Diffusion models have demonstrated powerful data generation capabilities in various research fields such as image generation. However, in the field of vibration signal generation, the criteria for evaluating the quality of the generated signal are different from that of image generation and there is a fundamental difference between them. At present, there is no research on the ability of diffusion model to generate vibration signal. In this paper, a Time Series Diffusion Method (TSDM) is proposed for vibration signal generation, leveraging the foundational principles of diffusion models.
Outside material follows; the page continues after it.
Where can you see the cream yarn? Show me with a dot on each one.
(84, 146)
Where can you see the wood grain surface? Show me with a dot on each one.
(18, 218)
The TSDM uses an improved U-net architecture with attention block, ResBlock and TimeEmbedding to effectively segment and extract features from one-dimensional time series data. It operates based on forward diffusion and reverse denoising processes for time-series generation. Experimental validation is conducted using single-frequency, multi-frequency datasets, and bearing fault datasets. The results show that TSDM can accurately generate the single-frequency and multi-frequency features in the time series and retain the basic frequency features for the diffusion generation results of the bearing fault series. It is also found that the original DDPM could not generate high quality vibration signals, but the improved U-net in TSDM, which applied the combination of attention block and ResBlock, could effectively improve the quality of vibration signal generation. Finally, TSDM is applied to the small sample fault diagnosis of three public bearing fault datasets, and the results show that the accuracy of small sample fault diagnosis of the three datasets is improved by 32.380%, 18.355% and 9.298% at most, respectively.